On tracks like “Ivy,” ”Nights,” and “Godspeed,” he tells the story of past love: how they met, their eventual breakup, and how ultimately he forgives him/her and wishes them well. Throughout the album, Frank tells stories in a nonlinear way, until he finally reaches an emotional climax on “Siegfried.” On this track, he sings about his doubts and his lack of relations to and with others. He also delivers the most jaw-dropping lyric about depression I have ever heard: “I’ve tried hell/It’s a loop/and the other side of the loop is a loop.”
My favorite track of the album is “Close to You.” It is a song in which Ocean sings to a former lover through a vocoder, a device that digitizes the voice. This song reminds me of Kanye West’s album 808s and Heartbreak. Other standout tracks like “Self Control,” “Skyline To,” and “Solo” use minimal instrumentals to place greater focus to some of the most beautiful vocal arrangements I have ever heard.

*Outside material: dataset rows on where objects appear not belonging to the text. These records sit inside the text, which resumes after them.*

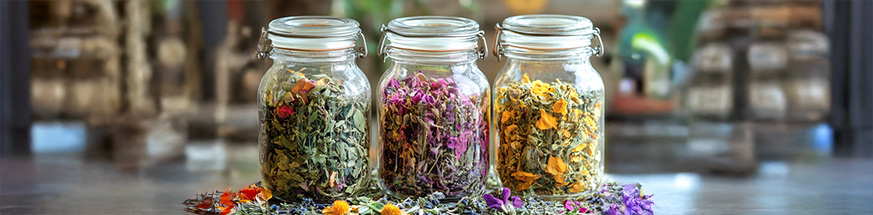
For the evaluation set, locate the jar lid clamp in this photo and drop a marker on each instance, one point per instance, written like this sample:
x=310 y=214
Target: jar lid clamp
x=551 y=28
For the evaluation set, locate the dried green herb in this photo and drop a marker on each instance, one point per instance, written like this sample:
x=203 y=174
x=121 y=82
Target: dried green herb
x=550 y=138
x=434 y=137
x=314 y=138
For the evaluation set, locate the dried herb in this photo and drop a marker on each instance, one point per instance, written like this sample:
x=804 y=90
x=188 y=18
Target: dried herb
x=434 y=137
x=314 y=138
x=612 y=199
x=550 y=138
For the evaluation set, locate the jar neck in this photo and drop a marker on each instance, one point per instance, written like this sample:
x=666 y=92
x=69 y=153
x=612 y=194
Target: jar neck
x=404 y=56
x=524 y=54
x=286 y=56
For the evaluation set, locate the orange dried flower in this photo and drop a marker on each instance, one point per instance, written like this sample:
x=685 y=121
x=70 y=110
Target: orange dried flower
x=339 y=207
x=527 y=177
x=391 y=209
x=547 y=121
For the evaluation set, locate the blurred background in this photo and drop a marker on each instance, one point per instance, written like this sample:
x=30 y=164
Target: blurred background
x=166 y=88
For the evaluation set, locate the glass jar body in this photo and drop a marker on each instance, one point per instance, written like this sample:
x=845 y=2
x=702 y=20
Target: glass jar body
x=313 y=112
x=549 y=125
x=433 y=124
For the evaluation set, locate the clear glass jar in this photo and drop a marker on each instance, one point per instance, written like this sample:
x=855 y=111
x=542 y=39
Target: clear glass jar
x=313 y=109
x=434 y=108
x=548 y=106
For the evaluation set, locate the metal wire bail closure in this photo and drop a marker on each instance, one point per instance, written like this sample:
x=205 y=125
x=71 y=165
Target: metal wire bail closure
x=598 y=51
x=264 y=45
x=482 y=50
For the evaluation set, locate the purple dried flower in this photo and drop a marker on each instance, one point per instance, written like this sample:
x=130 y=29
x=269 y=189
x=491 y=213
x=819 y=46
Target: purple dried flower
x=614 y=209
x=499 y=204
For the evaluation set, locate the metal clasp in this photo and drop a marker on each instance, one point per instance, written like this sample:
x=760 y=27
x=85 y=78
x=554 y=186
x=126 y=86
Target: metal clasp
x=497 y=49
x=381 y=46
x=362 y=51
x=598 y=51
x=264 y=45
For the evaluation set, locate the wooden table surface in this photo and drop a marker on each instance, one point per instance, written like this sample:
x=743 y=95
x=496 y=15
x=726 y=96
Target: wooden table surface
x=62 y=184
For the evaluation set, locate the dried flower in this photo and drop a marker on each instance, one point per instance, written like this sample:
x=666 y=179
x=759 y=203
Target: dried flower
x=550 y=129
x=506 y=204
x=313 y=138
x=434 y=137
x=630 y=200
x=391 y=209
x=572 y=206
x=339 y=207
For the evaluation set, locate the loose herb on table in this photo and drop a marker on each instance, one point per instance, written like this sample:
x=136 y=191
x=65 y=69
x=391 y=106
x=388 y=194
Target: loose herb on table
x=314 y=138
x=549 y=137
x=435 y=138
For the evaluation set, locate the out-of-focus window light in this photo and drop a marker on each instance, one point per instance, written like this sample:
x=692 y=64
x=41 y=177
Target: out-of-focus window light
x=57 y=137
x=635 y=3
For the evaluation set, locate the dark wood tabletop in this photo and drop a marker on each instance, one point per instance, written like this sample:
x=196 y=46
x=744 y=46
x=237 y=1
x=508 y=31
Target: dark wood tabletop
x=68 y=184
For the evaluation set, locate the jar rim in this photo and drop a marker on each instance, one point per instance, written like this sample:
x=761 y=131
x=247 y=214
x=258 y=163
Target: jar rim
x=432 y=33
x=310 y=33
x=434 y=26
x=314 y=26
x=546 y=32
x=549 y=25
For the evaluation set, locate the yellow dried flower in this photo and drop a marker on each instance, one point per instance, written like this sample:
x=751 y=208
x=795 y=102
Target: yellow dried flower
x=526 y=177
x=540 y=88
x=506 y=116
x=546 y=121
x=339 y=207
x=560 y=107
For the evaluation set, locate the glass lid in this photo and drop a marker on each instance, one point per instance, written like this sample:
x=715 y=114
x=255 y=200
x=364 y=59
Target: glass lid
x=432 y=33
x=311 y=33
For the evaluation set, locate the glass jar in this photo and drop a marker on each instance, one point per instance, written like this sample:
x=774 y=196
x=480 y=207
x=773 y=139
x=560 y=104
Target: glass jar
x=434 y=108
x=548 y=102
x=313 y=109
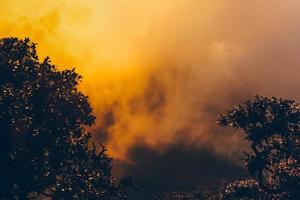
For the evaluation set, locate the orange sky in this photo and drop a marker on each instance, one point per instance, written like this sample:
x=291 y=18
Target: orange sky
x=163 y=69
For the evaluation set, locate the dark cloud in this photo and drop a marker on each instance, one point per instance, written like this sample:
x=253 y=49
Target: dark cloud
x=178 y=168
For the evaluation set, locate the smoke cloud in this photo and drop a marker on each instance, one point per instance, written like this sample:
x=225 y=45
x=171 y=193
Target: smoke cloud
x=159 y=72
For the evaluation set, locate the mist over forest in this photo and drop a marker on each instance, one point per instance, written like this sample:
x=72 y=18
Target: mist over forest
x=157 y=75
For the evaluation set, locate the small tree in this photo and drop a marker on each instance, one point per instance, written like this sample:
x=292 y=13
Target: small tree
x=43 y=139
x=272 y=126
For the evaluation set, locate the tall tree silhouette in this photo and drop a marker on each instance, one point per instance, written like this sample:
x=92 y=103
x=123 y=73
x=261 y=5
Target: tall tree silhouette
x=272 y=126
x=44 y=145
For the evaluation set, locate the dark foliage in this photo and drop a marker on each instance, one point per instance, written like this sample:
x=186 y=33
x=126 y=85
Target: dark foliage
x=44 y=145
x=272 y=126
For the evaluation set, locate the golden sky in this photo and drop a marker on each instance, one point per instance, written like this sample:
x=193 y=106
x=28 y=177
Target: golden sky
x=164 y=69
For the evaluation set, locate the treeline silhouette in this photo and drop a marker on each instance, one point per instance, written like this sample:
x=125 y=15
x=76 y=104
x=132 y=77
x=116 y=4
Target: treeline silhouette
x=46 y=150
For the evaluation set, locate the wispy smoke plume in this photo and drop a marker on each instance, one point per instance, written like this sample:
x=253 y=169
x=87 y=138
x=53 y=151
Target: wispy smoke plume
x=158 y=72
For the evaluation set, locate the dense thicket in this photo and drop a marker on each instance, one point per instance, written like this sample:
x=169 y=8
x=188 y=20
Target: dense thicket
x=272 y=126
x=44 y=145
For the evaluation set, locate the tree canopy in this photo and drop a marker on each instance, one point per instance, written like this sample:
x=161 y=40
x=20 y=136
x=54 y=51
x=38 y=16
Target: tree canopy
x=44 y=144
x=272 y=125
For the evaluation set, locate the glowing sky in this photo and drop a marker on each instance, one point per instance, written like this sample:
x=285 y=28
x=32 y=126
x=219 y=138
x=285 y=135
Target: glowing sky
x=159 y=71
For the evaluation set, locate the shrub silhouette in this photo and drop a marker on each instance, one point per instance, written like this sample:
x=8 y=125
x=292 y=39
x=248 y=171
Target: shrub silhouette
x=44 y=144
x=272 y=126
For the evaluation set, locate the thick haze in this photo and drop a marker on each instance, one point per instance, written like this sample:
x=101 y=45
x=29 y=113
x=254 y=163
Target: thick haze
x=158 y=72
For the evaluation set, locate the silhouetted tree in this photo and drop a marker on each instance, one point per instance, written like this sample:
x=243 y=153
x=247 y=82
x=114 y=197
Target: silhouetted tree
x=44 y=145
x=272 y=126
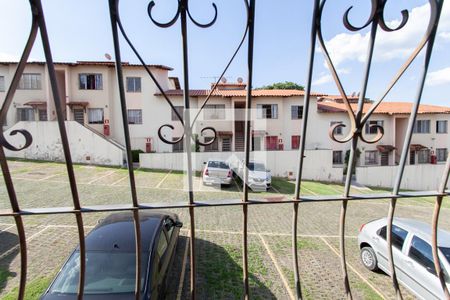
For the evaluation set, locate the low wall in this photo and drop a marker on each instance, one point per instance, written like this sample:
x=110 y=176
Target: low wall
x=317 y=166
x=415 y=177
x=85 y=145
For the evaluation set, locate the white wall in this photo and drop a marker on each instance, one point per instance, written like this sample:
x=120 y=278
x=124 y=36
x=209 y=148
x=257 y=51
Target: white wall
x=318 y=163
x=415 y=177
x=47 y=145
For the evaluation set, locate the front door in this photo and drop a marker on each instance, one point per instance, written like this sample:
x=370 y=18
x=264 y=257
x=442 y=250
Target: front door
x=78 y=115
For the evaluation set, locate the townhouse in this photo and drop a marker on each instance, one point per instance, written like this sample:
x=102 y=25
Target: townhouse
x=89 y=96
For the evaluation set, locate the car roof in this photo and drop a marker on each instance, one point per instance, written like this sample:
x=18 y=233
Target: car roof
x=422 y=230
x=116 y=232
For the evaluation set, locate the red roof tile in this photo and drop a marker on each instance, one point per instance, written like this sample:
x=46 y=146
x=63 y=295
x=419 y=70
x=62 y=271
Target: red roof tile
x=389 y=108
x=239 y=93
x=90 y=63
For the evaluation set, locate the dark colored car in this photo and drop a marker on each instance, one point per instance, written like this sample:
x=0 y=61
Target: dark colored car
x=110 y=259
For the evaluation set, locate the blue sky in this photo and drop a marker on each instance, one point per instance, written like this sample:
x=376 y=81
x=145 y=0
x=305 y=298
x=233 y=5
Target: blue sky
x=80 y=30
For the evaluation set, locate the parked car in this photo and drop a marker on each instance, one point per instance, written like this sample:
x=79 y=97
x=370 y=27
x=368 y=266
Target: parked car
x=217 y=172
x=259 y=178
x=412 y=251
x=111 y=259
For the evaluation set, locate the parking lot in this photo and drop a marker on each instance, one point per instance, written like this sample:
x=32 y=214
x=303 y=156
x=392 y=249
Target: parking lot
x=51 y=238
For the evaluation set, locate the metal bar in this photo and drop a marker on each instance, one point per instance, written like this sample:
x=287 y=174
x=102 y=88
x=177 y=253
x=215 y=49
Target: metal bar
x=215 y=203
x=352 y=158
x=183 y=8
x=3 y=162
x=307 y=98
x=435 y=222
x=248 y=114
x=113 y=10
x=37 y=7
x=436 y=7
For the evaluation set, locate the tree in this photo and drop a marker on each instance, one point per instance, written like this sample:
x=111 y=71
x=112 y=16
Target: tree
x=287 y=85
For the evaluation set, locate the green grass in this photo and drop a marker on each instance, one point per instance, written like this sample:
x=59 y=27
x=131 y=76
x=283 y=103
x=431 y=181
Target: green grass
x=34 y=289
x=366 y=290
x=4 y=275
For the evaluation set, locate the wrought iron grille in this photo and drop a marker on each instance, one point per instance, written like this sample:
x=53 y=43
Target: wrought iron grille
x=358 y=120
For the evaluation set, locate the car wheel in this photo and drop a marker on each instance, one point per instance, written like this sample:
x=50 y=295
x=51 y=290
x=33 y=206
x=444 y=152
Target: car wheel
x=369 y=258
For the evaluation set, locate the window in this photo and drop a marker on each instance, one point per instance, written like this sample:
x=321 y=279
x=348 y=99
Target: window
x=441 y=126
x=30 y=81
x=133 y=84
x=398 y=236
x=226 y=144
x=424 y=156
x=91 y=81
x=256 y=143
x=95 y=115
x=338 y=130
x=296 y=112
x=371 y=157
x=420 y=251
x=337 y=157
x=43 y=115
x=295 y=142
x=214 y=111
x=267 y=111
x=135 y=116
x=441 y=154
x=214 y=146
x=271 y=143
x=373 y=130
x=179 y=109
x=422 y=126
x=2 y=83
x=25 y=114
x=178 y=147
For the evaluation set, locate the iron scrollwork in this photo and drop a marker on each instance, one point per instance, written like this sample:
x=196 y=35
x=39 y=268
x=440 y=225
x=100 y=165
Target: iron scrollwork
x=376 y=18
x=183 y=8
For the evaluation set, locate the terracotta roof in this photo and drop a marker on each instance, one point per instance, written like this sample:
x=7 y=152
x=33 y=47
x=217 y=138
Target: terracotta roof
x=239 y=93
x=89 y=63
x=389 y=108
x=36 y=103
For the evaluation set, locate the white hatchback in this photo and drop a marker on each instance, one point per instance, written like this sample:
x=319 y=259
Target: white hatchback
x=413 y=257
x=217 y=172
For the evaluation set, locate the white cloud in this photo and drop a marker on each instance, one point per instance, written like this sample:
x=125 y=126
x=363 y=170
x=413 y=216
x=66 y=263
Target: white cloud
x=439 y=77
x=389 y=45
x=323 y=79
x=8 y=57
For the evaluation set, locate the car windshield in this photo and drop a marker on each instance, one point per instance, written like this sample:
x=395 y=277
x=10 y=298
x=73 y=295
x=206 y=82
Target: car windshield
x=106 y=273
x=218 y=165
x=256 y=167
x=446 y=252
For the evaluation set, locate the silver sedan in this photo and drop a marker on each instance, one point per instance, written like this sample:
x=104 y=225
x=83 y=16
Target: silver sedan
x=413 y=258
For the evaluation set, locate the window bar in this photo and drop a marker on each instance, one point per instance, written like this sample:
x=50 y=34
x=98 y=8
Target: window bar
x=4 y=163
x=248 y=115
x=307 y=97
x=36 y=6
x=435 y=222
x=113 y=11
x=436 y=7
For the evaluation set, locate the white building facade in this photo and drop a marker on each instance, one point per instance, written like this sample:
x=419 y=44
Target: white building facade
x=89 y=95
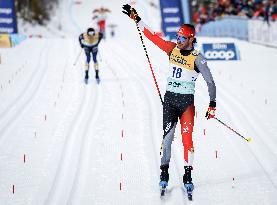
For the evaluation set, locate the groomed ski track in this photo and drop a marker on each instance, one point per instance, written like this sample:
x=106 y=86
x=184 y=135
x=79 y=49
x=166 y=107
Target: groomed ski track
x=83 y=141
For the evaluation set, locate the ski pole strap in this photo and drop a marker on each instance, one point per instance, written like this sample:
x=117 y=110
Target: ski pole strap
x=247 y=139
x=150 y=65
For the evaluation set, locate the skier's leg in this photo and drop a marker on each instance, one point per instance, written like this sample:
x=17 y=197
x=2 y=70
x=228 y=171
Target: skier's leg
x=96 y=66
x=170 y=119
x=87 y=52
x=187 y=122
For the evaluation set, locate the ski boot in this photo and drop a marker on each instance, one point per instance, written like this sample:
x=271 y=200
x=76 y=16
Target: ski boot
x=188 y=181
x=86 y=77
x=164 y=177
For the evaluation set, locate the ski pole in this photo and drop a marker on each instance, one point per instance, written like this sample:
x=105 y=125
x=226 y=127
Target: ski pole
x=150 y=65
x=78 y=57
x=247 y=139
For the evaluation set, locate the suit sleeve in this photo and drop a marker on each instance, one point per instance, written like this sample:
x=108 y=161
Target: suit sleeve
x=203 y=68
x=166 y=46
x=81 y=37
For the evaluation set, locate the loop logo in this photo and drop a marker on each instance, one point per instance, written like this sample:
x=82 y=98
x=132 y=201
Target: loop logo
x=220 y=51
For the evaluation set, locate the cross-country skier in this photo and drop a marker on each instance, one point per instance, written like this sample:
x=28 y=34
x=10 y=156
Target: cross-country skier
x=89 y=41
x=185 y=64
x=101 y=16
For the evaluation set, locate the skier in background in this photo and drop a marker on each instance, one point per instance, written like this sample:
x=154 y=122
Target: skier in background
x=101 y=16
x=89 y=41
x=185 y=64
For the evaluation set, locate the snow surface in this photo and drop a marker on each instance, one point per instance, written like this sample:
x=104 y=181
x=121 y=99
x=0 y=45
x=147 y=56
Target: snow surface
x=73 y=135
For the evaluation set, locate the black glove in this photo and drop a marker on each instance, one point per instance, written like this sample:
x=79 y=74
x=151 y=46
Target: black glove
x=131 y=12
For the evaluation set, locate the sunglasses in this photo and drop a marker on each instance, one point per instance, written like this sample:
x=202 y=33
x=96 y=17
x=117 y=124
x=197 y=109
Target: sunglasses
x=181 y=39
x=91 y=33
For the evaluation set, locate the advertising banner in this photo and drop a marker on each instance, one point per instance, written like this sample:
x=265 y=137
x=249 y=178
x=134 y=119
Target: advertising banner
x=172 y=17
x=7 y=17
x=220 y=51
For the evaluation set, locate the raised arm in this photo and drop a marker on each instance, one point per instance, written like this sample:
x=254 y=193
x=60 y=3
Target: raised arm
x=202 y=66
x=166 y=46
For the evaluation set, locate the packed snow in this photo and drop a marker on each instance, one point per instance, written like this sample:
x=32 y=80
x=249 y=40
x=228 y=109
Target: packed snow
x=65 y=142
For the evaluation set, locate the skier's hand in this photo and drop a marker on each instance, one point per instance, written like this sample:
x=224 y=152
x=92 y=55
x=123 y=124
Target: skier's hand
x=211 y=110
x=131 y=12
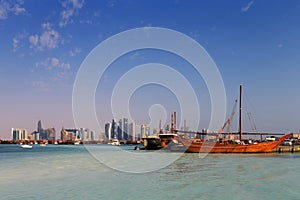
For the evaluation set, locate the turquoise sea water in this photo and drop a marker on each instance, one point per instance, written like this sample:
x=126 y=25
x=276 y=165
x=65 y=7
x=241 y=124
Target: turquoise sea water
x=71 y=172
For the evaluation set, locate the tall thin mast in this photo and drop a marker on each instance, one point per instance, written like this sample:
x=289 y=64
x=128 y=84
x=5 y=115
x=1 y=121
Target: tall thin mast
x=240 y=113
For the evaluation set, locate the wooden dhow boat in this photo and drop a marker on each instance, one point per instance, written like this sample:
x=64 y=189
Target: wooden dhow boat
x=221 y=145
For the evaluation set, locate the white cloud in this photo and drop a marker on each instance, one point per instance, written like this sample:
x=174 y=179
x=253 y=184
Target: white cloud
x=11 y=7
x=41 y=85
x=247 y=7
x=53 y=63
x=74 y=52
x=70 y=8
x=49 y=39
x=16 y=40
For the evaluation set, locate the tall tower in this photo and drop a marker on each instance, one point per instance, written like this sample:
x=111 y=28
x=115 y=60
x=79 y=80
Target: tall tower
x=39 y=126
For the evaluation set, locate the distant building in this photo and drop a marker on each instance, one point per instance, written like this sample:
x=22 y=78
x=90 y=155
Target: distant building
x=43 y=134
x=108 y=127
x=144 y=132
x=84 y=134
x=18 y=134
x=132 y=131
x=69 y=134
x=92 y=135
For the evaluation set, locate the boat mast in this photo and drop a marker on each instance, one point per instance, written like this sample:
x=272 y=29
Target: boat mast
x=240 y=113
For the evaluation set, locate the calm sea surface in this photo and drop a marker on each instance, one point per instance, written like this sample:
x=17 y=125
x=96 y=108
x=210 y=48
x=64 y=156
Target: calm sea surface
x=71 y=172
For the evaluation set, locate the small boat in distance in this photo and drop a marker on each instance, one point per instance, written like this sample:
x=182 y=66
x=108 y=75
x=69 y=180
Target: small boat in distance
x=26 y=146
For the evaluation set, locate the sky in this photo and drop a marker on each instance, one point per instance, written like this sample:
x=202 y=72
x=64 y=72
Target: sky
x=44 y=43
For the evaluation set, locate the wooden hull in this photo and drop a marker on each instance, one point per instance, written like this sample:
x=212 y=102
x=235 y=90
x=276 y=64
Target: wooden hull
x=198 y=146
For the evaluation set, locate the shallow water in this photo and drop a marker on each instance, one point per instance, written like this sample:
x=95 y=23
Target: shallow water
x=60 y=172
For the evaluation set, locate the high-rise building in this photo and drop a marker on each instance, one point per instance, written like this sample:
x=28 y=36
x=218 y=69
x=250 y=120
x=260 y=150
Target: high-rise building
x=125 y=129
x=69 y=134
x=84 y=134
x=143 y=130
x=43 y=134
x=108 y=130
x=132 y=131
x=18 y=134
x=120 y=130
x=92 y=135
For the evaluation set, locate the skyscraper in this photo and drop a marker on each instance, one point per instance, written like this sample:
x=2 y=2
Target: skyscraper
x=132 y=131
x=125 y=129
x=108 y=127
x=144 y=130
x=18 y=134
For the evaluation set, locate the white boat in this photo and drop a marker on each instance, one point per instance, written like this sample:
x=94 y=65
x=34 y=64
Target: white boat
x=26 y=146
x=115 y=142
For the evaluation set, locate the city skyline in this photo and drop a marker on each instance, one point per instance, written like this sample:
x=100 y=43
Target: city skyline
x=43 y=45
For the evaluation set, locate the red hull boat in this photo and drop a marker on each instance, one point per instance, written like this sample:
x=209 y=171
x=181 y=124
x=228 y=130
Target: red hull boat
x=201 y=146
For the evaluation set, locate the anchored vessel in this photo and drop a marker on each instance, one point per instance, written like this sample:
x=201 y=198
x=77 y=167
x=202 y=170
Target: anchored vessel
x=221 y=145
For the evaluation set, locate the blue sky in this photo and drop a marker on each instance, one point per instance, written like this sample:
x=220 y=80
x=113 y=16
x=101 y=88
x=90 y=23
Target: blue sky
x=43 y=43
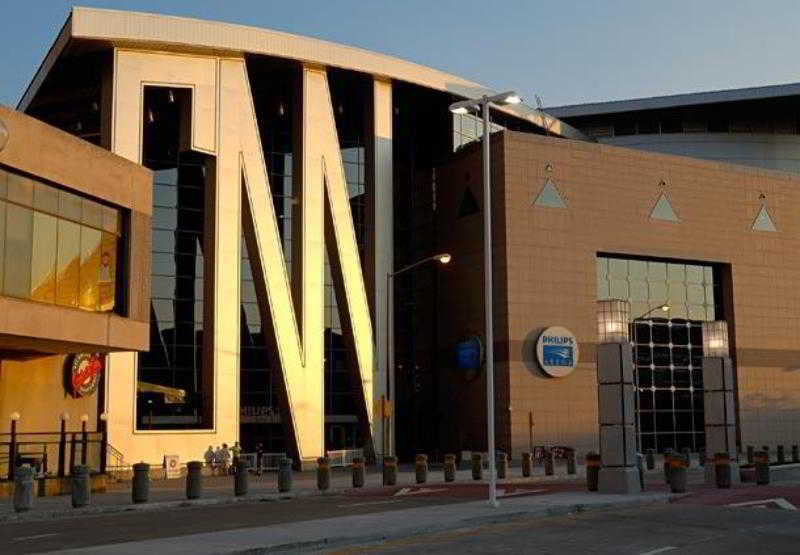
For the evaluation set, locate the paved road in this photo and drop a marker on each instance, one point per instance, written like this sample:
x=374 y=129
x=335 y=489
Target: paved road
x=650 y=530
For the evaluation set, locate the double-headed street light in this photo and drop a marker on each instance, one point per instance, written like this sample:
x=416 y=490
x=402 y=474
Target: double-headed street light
x=442 y=258
x=482 y=105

My favorite moment of this album has to be André 3000’s excellent verse on “Solo,” where he raps at a rapid pace about his disillusionment with the world, specifically within the hip hop community. “3 Stacks” ponders whether or not he has worked too hard at his craft while other rappers were using ghostwriters to design their biggest hits. He also shows his hatred for the gender politics of this era, apologizing to women if he seems insensitive because of lack of knowledge on being a woman in America. Another feat of this album is the many guest features and collaborations. In addition to André 3000, Ocean collaborated with some of the most popular musicians in the world: Beyoncé and Pharrell on “Pink and White,” Kendrick Lamar and Tyler for “Skyline To,” Radiohead member Jonny Greenwood on multiple tracks, and some foreign musicians like Christophe Chassol on “Skyline To,” Yung Lean on “Godspeed,” and KOHH on “Nikes.” These features are essential yet hidden throughout the album and, at times, appear almost undetectable. He made sure to work with some of the best musicians in the world, but treated them more like instruments rather than main features. The collaborators provide support to the record, but they don’t outshine Ocean.
In 17 tracks, Frank Ocean quietly crosses genres from dream pop to indie rock, from soul to gospel, from ambient music to R&B, from hip hop to electronica from art rock to whatever the heck “Pretty Sweet” is, back to gospel, and finally back to hip hop. You almost don’t notice this genre-hopping, in addition to the hidden details in the album’s instrumentals, buried underneath the mix. Blonde is an album that forces you to slow down, something that simply doesn’t happen these days, and for that I thank Frank Ocean not just for this most recent addition, but for all of his albums that develop wonderful and adventurous music.